Lorsque les documents historiques viennent à manquer, Isabelle His se fait musicologue pour interroger les partitions. Elle nous guide avec précaution dans le dédale des compositions, dont la plupart furent éditées de manière posthume, élément qui rendait l'enquête a priori ardue. Se penchant autant sur les chefs-d'œuvre les plus connus (le Dodécacorde, le Printans, les psaumes harmonisés) que sur les nombreuses pièces moins célèbres (airs dispersés dans les volumes de Meslanges imprimés par Ballard), elle souligne les deux pôles esthétiques qui caractérisent le style de Le Jeune, la Renaissance finissante et l’époque baroque naissante.
Maître dans l’art du contrepoint, il a retenu les leçons des polyphonistes de l’école franco-flamande, sachant relever les défis musicaux les plus exigeants sans que ses compositions ne sentent l'artifice (on pense notamment au O Domine ! quis ego sum en double chœur à dix voix et en contrepoint rétrogradable). Mais, pour avoir participé activement à l’Académie de poésie et de musique, fondée dès 1570 (bien avant les premières académies italiennes) par Antoine de Baïf avec la protection de Charles IX, Le Jeune porte une attention croissante au texte qu’il met en musique et à ses images, défendant l’esthétique de l’air mesuré à l’Antique.

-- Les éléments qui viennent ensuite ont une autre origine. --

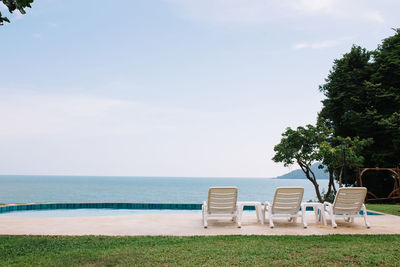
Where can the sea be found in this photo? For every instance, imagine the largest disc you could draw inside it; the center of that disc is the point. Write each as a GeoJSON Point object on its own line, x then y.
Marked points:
{"type": "Point", "coordinates": [45, 189]}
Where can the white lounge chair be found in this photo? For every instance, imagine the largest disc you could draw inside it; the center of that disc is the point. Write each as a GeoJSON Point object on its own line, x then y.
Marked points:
{"type": "Point", "coordinates": [349, 201]}
{"type": "Point", "coordinates": [222, 202]}
{"type": "Point", "coordinates": [286, 203]}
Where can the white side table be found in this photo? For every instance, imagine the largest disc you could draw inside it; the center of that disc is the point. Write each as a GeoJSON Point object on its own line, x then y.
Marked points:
{"type": "Point", "coordinates": [256, 205]}
{"type": "Point", "coordinates": [318, 210]}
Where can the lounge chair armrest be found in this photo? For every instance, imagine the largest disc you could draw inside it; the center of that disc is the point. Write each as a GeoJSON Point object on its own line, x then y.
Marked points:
{"type": "Point", "coordinates": [267, 205]}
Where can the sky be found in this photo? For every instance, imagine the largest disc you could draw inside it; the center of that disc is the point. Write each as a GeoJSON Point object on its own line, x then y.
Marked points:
{"type": "Point", "coordinates": [187, 88]}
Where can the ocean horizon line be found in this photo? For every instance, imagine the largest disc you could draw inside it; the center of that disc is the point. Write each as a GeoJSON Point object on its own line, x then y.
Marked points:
{"type": "Point", "coordinates": [135, 176]}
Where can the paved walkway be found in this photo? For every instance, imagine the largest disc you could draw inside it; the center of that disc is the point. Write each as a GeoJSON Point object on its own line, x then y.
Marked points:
{"type": "Point", "coordinates": [186, 225]}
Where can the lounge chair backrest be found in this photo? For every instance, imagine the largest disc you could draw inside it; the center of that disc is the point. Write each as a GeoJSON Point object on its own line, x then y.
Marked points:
{"type": "Point", "coordinates": [222, 199]}
{"type": "Point", "coordinates": [349, 200]}
{"type": "Point", "coordinates": [287, 200]}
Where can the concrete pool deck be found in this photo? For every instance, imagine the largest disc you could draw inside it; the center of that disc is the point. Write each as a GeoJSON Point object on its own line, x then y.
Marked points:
{"type": "Point", "coordinates": [186, 225]}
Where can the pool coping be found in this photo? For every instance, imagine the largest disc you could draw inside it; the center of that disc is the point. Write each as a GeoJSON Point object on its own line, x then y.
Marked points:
{"type": "Point", "coordinates": [117, 205]}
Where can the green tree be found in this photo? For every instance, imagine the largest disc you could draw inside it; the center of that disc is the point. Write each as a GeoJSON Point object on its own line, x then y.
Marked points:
{"type": "Point", "coordinates": [310, 144]}
{"type": "Point", "coordinates": [13, 5]}
{"type": "Point", "coordinates": [363, 100]}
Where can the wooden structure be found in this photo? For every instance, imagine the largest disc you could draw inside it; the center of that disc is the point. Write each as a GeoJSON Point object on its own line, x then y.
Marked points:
{"type": "Point", "coordinates": [394, 194]}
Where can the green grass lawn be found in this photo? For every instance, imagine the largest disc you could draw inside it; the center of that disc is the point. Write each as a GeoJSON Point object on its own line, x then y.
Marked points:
{"type": "Point", "coordinates": [385, 208]}
{"type": "Point", "coordinates": [339, 250]}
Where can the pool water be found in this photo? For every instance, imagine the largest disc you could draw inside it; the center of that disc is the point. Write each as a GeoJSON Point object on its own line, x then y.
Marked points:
{"type": "Point", "coordinates": [91, 212]}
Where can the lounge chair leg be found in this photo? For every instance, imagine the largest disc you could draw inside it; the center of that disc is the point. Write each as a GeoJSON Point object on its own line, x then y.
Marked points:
{"type": "Point", "coordinates": [303, 219]}
{"type": "Point", "coordinates": [271, 223]}
{"type": "Point", "coordinates": [334, 225]}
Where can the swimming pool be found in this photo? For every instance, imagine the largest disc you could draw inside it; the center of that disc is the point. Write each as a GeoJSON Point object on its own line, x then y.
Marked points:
{"type": "Point", "coordinates": [104, 209]}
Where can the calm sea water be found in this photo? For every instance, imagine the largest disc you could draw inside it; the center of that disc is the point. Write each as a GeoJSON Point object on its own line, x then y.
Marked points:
{"type": "Point", "coordinates": [27, 189]}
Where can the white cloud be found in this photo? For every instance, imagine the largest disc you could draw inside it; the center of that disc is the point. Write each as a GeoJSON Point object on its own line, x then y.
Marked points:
{"type": "Point", "coordinates": [317, 45]}
{"type": "Point", "coordinates": [89, 135]}
{"type": "Point", "coordinates": [23, 115]}
{"type": "Point", "coordinates": [264, 11]}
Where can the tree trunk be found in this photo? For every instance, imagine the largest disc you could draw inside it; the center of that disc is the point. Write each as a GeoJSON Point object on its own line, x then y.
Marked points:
{"type": "Point", "coordinates": [306, 169]}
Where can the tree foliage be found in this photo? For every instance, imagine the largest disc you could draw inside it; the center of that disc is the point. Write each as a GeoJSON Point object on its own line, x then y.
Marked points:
{"type": "Point", "coordinates": [363, 100]}
{"type": "Point", "coordinates": [310, 144]}
{"type": "Point", "coordinates": [13, 5]}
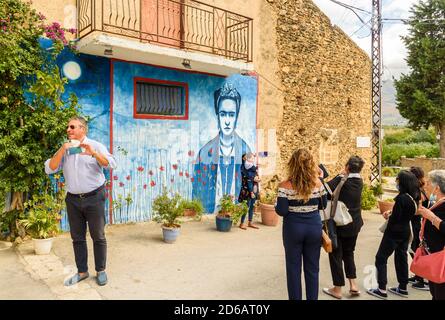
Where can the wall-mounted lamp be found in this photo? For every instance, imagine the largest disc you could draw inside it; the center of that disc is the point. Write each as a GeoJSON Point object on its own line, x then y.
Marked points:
{"type": "Point", "coordinates": [108, 51]}
{"type": "Point", "coordinates": [186, 64]}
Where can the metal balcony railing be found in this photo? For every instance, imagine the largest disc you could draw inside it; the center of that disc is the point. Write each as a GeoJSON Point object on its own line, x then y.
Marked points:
{"type": "Point", "coordinates": [184, 24]}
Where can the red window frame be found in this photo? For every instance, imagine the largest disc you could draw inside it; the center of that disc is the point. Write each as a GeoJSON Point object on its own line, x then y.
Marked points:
{"type": "Point", "coordinates": [156, 116]}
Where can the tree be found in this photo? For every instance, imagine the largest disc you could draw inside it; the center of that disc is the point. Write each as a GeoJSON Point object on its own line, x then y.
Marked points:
{"type": "Point", "coordinates": [420, 94]}
{"type": "Point", "coordinates": [33, 113]}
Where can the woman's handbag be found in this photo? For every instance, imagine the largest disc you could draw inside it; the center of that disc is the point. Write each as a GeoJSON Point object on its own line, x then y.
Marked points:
{"type": "Point", "coordinates": [329, 230]}
{"type": "Point", "coordinates": [426, 265]}
{"type": "Point", "coordinates": [335, 208]}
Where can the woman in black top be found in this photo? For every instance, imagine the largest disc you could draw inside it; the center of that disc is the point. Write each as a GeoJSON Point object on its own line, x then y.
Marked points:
{"type": "Point", "coordinates": [351, 196]}
{"type": "Point", "coordinates": [434, 232]}
{"type": "Point", "coordinates": [396, 236]}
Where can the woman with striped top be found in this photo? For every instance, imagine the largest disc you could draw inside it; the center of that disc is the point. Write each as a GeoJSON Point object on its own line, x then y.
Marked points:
{"type": "Point", "coordinates": [299, 200]}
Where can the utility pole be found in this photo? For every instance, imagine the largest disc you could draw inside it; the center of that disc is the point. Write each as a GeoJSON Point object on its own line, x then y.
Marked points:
{"type": "Point", "coordinates": [376, 94]}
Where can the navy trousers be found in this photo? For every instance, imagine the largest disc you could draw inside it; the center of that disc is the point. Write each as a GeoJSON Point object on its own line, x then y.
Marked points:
{"type": "Point", "coordinates": [302, 243]}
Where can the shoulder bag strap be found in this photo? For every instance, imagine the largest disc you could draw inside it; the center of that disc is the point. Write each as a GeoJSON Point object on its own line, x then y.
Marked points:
{"type": "Point", "coordinates": [424, 220]}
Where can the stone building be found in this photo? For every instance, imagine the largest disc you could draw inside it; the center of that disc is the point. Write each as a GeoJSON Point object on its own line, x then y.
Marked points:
{"type": "Point", "coordinates": [154, 75]}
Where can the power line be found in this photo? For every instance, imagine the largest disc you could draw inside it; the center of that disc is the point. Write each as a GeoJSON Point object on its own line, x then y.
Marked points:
{"type": "Point", "coordinates": [352, 9]}
{"type": "Point", "coordinates": [350, 6]}
{"type": "Point", "coordinates": [363, 25]}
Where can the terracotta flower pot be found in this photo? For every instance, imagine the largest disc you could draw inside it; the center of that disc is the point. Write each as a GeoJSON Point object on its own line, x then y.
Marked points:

Il réalise alors la synthèse entre la clarté de l’élocution soutenue par une homophonie respectueuse de la métrique grecque et une savante construction polyphonique souvent teintée de madrigalismes.
Cette étude, qui s’adresse avant tout aux spécialistes, n’est pas d’un abord facile. Mais son propos est constamment éclairé par de multiples exemples musicaux et prosodiques. Par ailleurs, sur plusieurs questions, l’apport d’Isabelle His est novateur : diffusion des manuscrits musicaux à travers l’Europe, influence possible du milieu ferrarais, importance de la théorie des modes de Zarlino chez Le Jeune. La qualité de la réalisation est remarquable, le copieux texte étant complété par la reproduction intégrale des pages liminaires des éditions imprimées des œuvres de Le Jeune, ainsi que par un catalogue sommaire de ses compositions (le catalogue raisonné est en préparation au Centre de musique baroque de Versailles).
Ce travail est donc appelé, et à juste titre, à faire référence. Reste à espérer que le vœu formulé par Isabelle His se réalisera rapidement : faire réentendre la voix du divin Claudin.